Indiana Public Retirement System, Indianapolis, committed $572 million to three investment strategies from the system's $32.2 billion defined benefit plan, according to meeting materials from a virtual board meeting held Friday.
INPRS staff committed $80 million to existing credit manager Oak Hill Advisors for investment in OHA Structured Products Fund II. The fund's managers are to invest opportunistically in collateralized loan obligation debt and equity tranches in the U.S. and Europe, primarily in the secondary market.

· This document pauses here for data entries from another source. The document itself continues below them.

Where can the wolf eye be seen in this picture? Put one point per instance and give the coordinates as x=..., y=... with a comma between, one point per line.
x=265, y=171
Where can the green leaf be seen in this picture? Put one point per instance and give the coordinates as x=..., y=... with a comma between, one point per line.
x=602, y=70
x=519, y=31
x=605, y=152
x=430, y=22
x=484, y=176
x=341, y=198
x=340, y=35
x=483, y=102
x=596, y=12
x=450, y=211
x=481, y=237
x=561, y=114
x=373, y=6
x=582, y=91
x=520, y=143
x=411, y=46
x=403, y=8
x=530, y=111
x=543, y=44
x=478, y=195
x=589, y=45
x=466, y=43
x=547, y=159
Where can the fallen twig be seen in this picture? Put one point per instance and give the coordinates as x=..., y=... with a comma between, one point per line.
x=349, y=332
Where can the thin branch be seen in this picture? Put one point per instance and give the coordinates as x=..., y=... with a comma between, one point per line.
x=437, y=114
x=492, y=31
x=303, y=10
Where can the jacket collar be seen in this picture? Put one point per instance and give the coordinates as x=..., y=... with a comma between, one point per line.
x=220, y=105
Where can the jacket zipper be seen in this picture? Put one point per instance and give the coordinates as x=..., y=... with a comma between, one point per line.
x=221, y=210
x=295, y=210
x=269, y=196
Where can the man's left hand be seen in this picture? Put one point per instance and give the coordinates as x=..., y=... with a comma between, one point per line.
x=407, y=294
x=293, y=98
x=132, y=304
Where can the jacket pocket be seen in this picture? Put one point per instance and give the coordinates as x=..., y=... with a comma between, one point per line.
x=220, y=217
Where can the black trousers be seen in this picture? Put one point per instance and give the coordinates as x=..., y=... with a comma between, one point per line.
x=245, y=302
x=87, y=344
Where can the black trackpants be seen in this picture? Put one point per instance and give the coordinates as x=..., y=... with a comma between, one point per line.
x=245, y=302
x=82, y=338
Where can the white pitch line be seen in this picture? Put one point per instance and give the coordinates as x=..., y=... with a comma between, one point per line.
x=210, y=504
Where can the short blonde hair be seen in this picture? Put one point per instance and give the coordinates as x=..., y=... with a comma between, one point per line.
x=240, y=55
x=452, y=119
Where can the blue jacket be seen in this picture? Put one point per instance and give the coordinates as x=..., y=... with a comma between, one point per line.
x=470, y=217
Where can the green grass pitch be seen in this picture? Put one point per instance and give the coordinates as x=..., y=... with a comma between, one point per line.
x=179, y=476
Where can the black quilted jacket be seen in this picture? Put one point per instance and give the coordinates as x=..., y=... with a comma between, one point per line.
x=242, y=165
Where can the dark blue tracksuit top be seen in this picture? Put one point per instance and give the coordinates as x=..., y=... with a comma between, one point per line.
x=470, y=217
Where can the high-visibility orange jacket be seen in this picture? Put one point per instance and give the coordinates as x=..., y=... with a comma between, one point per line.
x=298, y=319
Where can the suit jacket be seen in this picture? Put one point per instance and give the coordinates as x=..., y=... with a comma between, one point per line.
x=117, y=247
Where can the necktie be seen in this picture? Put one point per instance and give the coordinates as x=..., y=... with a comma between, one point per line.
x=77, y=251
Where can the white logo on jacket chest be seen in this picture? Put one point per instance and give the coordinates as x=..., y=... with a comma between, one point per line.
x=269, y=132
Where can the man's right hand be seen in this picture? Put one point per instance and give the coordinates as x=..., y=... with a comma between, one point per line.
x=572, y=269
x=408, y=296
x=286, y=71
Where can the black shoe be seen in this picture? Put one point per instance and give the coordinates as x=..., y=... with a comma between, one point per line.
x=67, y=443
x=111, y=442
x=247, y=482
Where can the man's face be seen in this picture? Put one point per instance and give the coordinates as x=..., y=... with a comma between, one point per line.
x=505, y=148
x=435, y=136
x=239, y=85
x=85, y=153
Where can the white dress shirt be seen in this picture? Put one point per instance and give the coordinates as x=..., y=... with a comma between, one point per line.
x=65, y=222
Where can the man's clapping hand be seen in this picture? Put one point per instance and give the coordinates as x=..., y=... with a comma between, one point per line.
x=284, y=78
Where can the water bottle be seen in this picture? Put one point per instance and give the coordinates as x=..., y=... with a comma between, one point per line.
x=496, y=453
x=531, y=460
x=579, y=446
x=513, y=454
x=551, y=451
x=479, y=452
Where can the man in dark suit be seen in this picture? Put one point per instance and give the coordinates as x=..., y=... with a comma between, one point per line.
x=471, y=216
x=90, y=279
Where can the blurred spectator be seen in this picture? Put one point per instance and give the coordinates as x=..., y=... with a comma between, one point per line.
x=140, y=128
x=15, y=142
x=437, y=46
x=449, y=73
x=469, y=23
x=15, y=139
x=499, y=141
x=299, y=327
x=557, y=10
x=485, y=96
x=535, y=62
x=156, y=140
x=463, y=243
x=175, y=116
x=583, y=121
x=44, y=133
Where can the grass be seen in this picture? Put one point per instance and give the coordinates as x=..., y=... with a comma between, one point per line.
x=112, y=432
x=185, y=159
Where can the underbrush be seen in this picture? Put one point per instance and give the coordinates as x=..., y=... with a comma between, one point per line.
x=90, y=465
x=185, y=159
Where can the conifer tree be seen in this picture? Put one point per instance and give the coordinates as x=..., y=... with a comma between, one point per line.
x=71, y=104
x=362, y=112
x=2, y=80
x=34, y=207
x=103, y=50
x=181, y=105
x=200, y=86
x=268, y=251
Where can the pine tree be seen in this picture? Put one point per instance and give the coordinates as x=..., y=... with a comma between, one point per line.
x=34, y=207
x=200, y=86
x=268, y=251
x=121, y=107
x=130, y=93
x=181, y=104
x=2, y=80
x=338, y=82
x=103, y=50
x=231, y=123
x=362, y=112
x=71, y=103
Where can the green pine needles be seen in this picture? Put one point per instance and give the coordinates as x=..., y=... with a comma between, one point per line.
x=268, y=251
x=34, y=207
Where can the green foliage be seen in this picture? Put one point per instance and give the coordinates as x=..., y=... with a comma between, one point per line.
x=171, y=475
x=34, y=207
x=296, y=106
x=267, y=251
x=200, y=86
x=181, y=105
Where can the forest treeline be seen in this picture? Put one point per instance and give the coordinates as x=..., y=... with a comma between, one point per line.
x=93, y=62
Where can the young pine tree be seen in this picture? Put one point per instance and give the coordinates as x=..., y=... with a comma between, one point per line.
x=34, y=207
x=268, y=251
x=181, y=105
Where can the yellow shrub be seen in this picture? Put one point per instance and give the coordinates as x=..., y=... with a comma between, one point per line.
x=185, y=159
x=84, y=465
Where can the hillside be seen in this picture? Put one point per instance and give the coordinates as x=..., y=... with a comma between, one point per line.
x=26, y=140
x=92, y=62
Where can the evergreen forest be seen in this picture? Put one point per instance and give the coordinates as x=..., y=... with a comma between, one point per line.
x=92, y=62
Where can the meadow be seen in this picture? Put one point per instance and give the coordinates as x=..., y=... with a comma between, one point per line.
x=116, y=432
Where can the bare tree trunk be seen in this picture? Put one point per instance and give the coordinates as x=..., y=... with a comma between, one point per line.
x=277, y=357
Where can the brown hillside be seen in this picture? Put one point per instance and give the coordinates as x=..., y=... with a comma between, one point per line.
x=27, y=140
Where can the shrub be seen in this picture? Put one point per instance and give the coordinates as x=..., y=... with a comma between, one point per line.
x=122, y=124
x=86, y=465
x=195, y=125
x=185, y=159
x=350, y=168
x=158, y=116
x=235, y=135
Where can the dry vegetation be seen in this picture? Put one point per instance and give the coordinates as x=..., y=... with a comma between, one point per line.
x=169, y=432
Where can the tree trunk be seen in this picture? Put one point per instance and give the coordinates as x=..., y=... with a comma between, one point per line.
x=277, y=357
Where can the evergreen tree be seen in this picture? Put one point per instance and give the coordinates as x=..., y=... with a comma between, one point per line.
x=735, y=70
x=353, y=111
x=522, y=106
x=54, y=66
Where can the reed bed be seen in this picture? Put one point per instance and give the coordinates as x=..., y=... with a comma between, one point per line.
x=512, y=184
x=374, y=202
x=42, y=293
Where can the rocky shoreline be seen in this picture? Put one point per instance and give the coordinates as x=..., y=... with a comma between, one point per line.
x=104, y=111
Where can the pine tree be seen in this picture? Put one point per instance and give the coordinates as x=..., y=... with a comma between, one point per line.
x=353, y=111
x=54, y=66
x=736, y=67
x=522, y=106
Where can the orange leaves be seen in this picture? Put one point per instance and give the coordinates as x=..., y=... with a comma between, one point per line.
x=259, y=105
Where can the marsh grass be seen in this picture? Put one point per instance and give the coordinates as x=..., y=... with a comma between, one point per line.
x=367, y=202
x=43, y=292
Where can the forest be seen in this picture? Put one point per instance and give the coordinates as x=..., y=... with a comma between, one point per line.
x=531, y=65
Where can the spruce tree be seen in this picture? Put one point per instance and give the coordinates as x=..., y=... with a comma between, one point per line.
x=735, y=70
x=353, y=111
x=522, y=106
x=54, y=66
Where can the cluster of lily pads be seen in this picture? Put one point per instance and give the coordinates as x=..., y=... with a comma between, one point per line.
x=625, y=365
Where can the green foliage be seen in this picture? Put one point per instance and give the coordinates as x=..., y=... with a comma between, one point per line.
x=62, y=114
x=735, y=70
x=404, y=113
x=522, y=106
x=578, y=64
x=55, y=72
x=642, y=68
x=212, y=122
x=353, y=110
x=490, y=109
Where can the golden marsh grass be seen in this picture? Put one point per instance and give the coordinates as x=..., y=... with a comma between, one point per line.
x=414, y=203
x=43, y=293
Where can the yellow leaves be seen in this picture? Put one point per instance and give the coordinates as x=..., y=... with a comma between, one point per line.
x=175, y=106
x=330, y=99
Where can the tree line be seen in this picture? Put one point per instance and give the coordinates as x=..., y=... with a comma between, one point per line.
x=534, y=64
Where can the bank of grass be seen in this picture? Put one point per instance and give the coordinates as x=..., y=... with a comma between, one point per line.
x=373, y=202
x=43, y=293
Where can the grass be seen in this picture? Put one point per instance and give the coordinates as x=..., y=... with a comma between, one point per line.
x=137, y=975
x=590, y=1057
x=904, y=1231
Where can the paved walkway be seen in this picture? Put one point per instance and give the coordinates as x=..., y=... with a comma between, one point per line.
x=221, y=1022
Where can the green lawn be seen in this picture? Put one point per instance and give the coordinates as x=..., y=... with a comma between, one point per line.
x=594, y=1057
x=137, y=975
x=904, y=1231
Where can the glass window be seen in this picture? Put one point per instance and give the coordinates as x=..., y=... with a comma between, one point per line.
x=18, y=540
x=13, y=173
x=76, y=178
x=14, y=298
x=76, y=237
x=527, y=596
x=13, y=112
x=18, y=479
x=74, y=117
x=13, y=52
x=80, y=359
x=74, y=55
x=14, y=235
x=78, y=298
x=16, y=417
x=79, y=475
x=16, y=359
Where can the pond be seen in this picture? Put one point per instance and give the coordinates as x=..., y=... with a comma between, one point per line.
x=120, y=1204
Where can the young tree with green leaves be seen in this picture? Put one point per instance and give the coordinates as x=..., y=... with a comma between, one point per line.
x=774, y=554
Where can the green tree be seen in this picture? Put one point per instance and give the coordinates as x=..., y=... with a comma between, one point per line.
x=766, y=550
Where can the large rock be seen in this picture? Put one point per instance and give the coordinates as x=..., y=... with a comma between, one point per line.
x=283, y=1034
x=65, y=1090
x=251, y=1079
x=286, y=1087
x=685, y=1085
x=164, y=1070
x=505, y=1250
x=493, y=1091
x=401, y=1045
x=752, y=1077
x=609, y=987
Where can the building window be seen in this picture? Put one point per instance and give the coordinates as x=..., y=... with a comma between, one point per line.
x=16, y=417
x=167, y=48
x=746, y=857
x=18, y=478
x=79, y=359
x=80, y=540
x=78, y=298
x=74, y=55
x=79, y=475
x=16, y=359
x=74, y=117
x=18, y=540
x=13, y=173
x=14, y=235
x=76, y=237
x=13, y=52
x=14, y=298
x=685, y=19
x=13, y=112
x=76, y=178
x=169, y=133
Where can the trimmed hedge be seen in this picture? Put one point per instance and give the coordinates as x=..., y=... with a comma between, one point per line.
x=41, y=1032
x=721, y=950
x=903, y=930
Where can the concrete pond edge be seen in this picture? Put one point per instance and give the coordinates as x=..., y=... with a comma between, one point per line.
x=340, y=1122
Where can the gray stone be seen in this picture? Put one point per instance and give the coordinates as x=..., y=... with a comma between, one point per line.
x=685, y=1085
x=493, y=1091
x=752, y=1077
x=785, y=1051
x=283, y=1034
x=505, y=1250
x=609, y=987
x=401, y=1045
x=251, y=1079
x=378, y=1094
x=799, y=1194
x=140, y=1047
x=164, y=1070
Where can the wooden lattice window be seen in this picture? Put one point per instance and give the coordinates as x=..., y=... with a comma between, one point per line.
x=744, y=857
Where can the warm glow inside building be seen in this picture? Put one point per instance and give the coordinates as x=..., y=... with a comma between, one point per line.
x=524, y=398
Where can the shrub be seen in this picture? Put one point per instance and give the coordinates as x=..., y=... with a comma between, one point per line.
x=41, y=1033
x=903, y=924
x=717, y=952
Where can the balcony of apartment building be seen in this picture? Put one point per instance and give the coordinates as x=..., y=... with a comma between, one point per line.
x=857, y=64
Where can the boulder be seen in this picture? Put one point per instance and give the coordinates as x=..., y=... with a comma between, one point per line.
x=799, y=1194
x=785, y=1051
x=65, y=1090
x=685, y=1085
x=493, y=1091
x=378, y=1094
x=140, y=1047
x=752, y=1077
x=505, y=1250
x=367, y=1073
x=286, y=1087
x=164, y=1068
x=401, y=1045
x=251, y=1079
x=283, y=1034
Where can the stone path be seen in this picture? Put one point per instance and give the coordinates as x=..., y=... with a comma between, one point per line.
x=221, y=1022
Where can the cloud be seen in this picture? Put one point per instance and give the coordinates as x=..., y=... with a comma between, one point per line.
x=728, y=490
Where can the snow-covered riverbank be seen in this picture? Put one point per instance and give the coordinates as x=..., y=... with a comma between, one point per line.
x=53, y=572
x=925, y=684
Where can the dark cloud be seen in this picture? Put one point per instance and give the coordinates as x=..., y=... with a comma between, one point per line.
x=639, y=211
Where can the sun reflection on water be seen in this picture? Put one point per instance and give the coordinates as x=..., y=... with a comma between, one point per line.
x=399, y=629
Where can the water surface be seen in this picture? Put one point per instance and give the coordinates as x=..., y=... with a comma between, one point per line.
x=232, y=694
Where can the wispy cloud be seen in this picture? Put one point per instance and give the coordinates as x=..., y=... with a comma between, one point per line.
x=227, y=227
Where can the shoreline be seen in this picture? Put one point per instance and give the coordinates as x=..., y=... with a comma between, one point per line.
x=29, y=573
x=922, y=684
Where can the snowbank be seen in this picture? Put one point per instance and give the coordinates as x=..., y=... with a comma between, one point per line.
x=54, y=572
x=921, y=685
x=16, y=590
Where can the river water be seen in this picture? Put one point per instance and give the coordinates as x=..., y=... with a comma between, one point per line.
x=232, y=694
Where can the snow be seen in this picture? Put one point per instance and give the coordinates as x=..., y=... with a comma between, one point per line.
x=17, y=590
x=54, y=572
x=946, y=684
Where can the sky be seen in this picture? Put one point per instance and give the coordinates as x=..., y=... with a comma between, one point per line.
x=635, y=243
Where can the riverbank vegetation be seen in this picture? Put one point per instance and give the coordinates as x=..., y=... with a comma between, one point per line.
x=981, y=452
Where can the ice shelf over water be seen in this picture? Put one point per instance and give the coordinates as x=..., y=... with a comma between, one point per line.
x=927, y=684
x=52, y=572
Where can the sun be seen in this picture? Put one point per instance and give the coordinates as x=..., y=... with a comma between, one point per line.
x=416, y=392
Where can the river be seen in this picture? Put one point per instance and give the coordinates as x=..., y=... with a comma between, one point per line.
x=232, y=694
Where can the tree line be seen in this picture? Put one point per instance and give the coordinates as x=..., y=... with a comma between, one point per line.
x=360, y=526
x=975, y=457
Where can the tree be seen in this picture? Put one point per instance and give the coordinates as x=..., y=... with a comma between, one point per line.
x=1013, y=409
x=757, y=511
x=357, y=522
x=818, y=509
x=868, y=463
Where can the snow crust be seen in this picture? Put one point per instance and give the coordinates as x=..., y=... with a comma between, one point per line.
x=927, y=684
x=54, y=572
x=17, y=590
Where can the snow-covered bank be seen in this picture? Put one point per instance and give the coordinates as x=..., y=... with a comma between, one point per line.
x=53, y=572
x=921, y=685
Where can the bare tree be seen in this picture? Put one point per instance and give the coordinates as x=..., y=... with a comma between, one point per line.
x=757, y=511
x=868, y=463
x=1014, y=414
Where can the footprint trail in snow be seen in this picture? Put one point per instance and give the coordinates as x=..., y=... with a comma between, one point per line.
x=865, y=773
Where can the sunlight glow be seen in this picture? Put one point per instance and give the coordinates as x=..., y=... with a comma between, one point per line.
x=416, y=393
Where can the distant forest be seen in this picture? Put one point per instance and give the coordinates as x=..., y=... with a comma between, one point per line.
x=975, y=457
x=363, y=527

New credit manager 400 Capital Management also was awarded an $80 million commitment for investment in 400 Capital Asset Based Term Fund II. Portfolio managers of the fund are to seek credit opportunities in the U.S. and Europe with a focus on residential and commercial real estate debt, consumer finance and specialty finance markets, the board report showed.
After a search, INPRS' investment officers hired new manager Parametric Portfolio Associates to run a $412 million cash rebalancing overlay. Parametric replaces Russell Investments as manager. A reason for the manager change was not provided in board meeting materials.
INPRS' board also approved the retention of BNY Mellon to provide master custody services. BNY Mellon was first appointed in 2011, said Dimitri Kyser, an INPRS spokesman, in an email, noting that the bank's current contract expires June 30.
Mr. Kyser said the board decided to rebid the master custody contract because "it was a good time to perform another test of the market fees and capabilities" given that BNY Mellon's contract was approaching its 10th year.
The new contract is for five years beginning July 1, with the option to renew the contract for an additional five years, Mr. Kyser said.
INPRS managed a total of $38.6 billion as of Sept 30. In addition to the $32.2 billion defined benefit plan, INPRS staff also oversee management of $5.9 billion of defined contribution plan assets with the balance in other public funds.